I’m not a vegan, I’m not an animal rights activist, and no one close to me is, but I completely understand what they are fighting for and what they believe in. What really irks me is when proud meat eaters get their keyboards out on social media and proudly berate these people. I sometimes rise to their defence, but then again I’m essentially a hypocrite. I eat meat. Not proudly. In fact, I consciously do not eat meat during the week apart from weekends. No matter what category you sit in when it comes to animals it would be troublesome if you did not feel any guilt or shred of emotion after watching this movie.
The movie humanises the super pig but not by giving Okja the ability to do human things. It does so by spending a good 20 minutes showing Mija and Okja spending time together in a variety of different jungle-like locations in the mountains of South Korea. This sounds boring, but it is not. In fact, this is the film’s way of showing their relationship, and in that, you see the super pig as a character, not an animal – humanised. By the time Mija sets off on her quest to take on the big company to get her Okja back, you are emotionally invested, and then you find yourself supporting the message it is conveying about the mass production of animals. This is why the movie is clever: because it could have been any animal, a super chicken if you will, but you never expect to sit there caring about what is considered in modern society a farm animal.
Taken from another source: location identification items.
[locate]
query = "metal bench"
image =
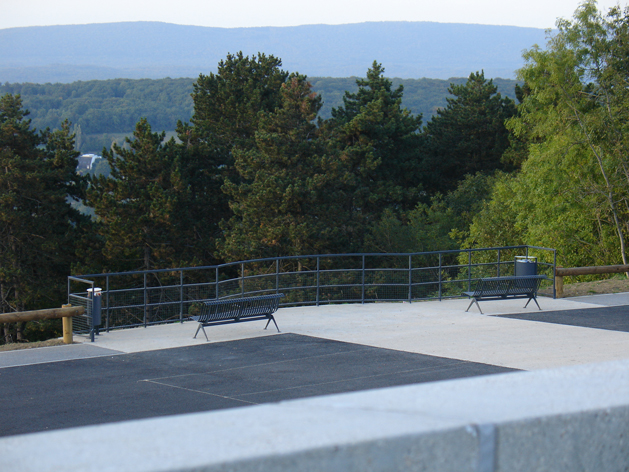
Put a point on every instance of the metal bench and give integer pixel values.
(234, 310)
(501, 288)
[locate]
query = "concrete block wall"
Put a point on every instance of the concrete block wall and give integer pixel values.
(566, 419)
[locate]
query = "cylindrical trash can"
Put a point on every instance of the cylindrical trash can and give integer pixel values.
(525, 265)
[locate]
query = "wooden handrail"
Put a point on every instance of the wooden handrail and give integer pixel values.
(563, 271)
(47, 314)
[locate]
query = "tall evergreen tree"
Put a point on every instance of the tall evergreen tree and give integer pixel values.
(37, 224)
(467, 136)
(139, 207)
(280, 204)
(377, 143)
(227, 107)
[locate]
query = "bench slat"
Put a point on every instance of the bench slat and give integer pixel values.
(238, 309)
(496, 288)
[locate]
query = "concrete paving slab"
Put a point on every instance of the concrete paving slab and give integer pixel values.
(434, 328)
(559, 420)
(52, 354)
(615, 318)
(609, 299)
(211, 376)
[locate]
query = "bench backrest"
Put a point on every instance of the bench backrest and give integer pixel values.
(498, 286)
(236, 308)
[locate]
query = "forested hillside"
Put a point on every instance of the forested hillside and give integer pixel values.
(104, 111)
(257, 172)
(67, 53)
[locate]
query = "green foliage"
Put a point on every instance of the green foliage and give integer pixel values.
(281, 203)
(443, 224)
(468, 136)
(140, 206)
(227, 109)
(106, 106)
(572, 191)
(38, 227)
(375, 143)
(106, 111)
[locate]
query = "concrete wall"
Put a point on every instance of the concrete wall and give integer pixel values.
(567, 419)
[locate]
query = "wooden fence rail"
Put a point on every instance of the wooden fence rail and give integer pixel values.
(561, 272)
(66, 313)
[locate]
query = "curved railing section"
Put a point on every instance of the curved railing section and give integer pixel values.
(142, 298)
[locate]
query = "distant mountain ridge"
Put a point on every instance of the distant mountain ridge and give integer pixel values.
(41, 54)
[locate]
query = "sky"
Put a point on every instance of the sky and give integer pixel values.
(248, 13)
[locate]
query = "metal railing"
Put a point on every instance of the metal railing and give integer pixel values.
(142, 298)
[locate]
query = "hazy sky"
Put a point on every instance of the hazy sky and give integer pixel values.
(243, 13)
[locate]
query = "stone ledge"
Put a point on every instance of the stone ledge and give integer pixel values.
(571, 418)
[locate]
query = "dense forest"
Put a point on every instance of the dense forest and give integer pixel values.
(106, 111)
(258, 172)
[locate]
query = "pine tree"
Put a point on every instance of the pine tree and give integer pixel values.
(377, 144)
(468, 136)
(280, 202)
(227, 107)
(38, 227)
(141, 220)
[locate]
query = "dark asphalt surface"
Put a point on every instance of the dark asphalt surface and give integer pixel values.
(615, 318)
(206, 377)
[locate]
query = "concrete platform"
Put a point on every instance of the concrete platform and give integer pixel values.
(434, 328)
(570, 414)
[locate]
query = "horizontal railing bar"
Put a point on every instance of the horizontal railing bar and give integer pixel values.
(314, 256)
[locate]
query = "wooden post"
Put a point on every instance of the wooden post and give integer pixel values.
(67, 327)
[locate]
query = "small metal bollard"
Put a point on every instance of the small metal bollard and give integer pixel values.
(95, 295)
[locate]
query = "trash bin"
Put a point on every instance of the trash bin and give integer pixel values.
(525, 265)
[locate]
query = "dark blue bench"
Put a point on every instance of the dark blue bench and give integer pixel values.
(501, 288)
(234, 310)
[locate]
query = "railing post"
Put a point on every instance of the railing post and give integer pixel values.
(555, 276)
(107, 302)
(277, 275)
(363, 280)
(181, 296)
(410, 278)
(66, 323)
(217, 283)
(440, 291)
(145, 301)
(318, 277)
(469, 270)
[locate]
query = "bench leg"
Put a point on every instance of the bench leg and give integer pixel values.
(471, 303)
(273, 319)
(198, 328)
(535, 300)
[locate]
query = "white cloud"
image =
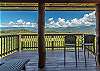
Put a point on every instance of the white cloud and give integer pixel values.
(87, 20)
(18, 23)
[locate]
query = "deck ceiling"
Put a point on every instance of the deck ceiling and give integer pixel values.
(52, 1)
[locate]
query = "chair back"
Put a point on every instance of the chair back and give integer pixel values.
(70, 39)
(89, 38)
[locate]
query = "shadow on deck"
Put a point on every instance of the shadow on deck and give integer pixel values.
(55, 61)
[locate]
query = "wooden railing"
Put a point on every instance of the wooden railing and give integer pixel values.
(12, 43)
(52, 41)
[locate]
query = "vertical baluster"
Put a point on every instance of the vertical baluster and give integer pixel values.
(52, 42)
(1, 46)
(4, 46)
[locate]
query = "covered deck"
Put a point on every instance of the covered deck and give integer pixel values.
(55, 61)
(58, 57)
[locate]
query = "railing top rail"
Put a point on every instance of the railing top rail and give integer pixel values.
(36, 34)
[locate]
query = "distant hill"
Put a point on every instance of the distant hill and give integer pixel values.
(73, 29)
(90, 29)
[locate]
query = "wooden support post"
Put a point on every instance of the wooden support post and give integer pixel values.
(98, 32)
(41, 40)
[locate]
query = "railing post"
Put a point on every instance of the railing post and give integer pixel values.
(98, 31)
(41, 40)
(52, 43)
(19, 42)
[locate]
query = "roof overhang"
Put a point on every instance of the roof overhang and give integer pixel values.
(51, 1)
(48, 6)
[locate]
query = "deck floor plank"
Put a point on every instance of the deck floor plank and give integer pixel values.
(55, 61)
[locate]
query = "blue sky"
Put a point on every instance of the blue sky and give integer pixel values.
(55, 18)
(7, 16)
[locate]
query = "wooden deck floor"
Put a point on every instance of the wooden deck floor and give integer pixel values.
(55, 61)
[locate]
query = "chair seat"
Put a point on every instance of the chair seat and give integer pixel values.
(70, 44)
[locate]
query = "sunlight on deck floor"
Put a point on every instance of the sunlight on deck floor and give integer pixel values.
(55, 61)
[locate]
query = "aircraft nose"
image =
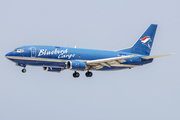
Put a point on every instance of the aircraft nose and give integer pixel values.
(9, 54)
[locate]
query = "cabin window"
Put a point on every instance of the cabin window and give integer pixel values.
(19, 50)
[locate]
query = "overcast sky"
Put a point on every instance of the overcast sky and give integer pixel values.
(150, 92)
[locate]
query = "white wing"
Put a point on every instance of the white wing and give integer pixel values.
(115, 61)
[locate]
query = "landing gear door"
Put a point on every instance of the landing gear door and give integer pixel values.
(33, 52)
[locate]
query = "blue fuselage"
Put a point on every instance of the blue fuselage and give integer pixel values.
(52, 56)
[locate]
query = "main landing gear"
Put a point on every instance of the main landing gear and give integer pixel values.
(23, 70)
(88, 74)
(76, 74)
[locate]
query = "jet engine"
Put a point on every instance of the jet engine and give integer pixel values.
(51, 69)
(75, 65)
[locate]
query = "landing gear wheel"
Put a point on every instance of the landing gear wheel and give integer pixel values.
(23, 70)
(76, 74)
(89, 74)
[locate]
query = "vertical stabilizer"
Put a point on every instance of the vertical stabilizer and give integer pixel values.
(144, 44)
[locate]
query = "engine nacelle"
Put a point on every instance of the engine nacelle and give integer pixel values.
(75, 65)
(51, 69)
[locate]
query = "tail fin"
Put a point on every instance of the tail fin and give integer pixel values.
(144, 44)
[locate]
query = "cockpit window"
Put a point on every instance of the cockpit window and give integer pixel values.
(19, 50)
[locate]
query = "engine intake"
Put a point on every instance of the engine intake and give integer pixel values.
(75, 65)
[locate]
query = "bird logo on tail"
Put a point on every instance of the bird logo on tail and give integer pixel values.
(146, 40)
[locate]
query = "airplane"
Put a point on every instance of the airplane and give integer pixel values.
(57, 59)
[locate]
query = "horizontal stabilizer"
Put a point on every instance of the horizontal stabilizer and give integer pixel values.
(155, 56)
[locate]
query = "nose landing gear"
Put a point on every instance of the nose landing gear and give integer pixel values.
(23, 70)
(76, 74)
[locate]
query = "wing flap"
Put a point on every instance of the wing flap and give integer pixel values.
(107, 60)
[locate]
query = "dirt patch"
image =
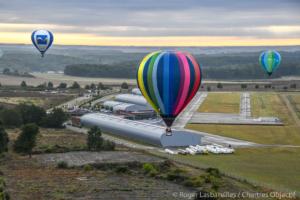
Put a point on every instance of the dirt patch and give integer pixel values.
(28, 179)
(83, 158)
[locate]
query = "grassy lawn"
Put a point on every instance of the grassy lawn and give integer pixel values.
(221, 103)
(276, 168)
(263, 104)
(45, 102)
(54, 140)
(295, 101)
(17, 100)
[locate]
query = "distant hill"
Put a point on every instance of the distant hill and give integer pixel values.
(219, 66)
(122, 62)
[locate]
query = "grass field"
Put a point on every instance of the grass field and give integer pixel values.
(263, 104)
(221, 103)
(45, 102)
(17, 100)
(276, 168)
(295, 101)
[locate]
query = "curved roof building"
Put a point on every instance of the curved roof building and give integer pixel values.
(136, 91)
(132, 98)
(148, 133)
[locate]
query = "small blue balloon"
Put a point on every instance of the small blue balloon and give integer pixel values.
(270, 61)
(42, 40)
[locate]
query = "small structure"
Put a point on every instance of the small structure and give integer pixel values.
(132, 98)
(147, 133)
(136, 91)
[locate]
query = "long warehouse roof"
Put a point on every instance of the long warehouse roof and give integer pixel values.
(132, 98)
(141, 131)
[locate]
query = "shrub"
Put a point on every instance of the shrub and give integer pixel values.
(62, 165)
(27, 139)
(194, 182)
(121, 169)
(55, 119)
(94, 139)
(87, 167)
(213, 171)
(3, 140)
(108, 145)
(177, 175)
(149, 169)
(10, 118)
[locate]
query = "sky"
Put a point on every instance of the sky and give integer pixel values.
(154, 22)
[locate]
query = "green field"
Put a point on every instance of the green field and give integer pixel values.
(275, 168)
(262, 104)
(221, 103)
(295, 101)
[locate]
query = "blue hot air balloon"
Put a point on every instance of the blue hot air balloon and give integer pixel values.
(269, 61)
(42, 40)
(169, 80)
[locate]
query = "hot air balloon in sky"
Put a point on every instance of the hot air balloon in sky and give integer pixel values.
(169, 80)
(42, 40)
(270, 61)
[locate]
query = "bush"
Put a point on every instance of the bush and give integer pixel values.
(10, 118)
(213, 171)
(3, 140)
(108, 145)
(62, 165)
(194, 182)
(31, 113)
(94, 139)
(219, 86)
(87, 168)
(27, 139)
(149, 169)
(124, 85)
(55, 119)
(122, 169)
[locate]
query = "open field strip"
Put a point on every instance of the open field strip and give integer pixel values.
(263, 105)
(221, 103)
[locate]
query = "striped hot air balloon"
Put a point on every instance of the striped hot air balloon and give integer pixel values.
(269, 61)
(169, 80)
(42, 40)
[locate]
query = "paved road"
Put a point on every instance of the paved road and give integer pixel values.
(117, 140)
(189, 111)
(245, 105)
(291, 109)
(73, 103)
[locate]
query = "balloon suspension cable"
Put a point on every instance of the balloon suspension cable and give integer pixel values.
(168, 131)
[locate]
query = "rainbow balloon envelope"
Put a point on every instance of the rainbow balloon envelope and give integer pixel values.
(169, 80)
(269, 61)
(42, 40)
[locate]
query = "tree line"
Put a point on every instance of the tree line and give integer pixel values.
(220, 66)
(29, 113)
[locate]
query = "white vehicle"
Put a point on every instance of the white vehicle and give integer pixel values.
(202, 149)
(190, 151)
(182, 152)
(170, 151)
Just because it manages to transport that message from the screen to the audience does not make it a good film, but it is good. It is actually a great film. The CGI pig looks very realistic as it engages in a variety of different locations. Okja interacts with Mija in many scenes and at one point I forgot that the animal was created by a computer. Seo-Hyeon Ahn puts in an honest performance of a young innocent girl with fiery determination, and I think she did very well to maintain such a performance when a lot of it is interacting with something that is technically not there. Jake Gyllenhaal is also in this doing a very un-Gyllenhaal performance as character Dr. Johnny Wilcox, who is basically promoted as a caring animal doctor by the big company. His character is strange and I’m still undecided to whether it is a good performance. It is definitely an interesting role he has taken on. Usually, with Netflix Original films, there’s usually one performance that bugs me, like Brad Pitt in War Machine, but I do not think any member of the cast in this did anything, in particular, that put me off the movie.
By the time you witness Mija venture across Seoul and then to America you are essentially watching a different movie, where you are introduced to newer characters and you are completely removed from the wilderness of the jungle-like surroundings. It works and the characters that are introduced serve to the purpose of the plot. My previous criticism of Netflix Originals is that I feel at times they over stretch the premise. Okja suffers from the same problem but it can be forgiven due to a genuine investment in the outcome of the story.
If Okja was never shown or created due to the arrogant belief that streaming films should not show their face at festivals then it would have been a great shame. This is one of the better Netflix funded movies and amongst a very low benchmark, this is one of their best. Director Joon-ho Bong has managed to create a great movie adventure / Sci-Fi centred around a super pig which you care about. If you eat meat and feel slightly emotional by the third act then you’ll probably feel like a hypocrite too. The power of movies.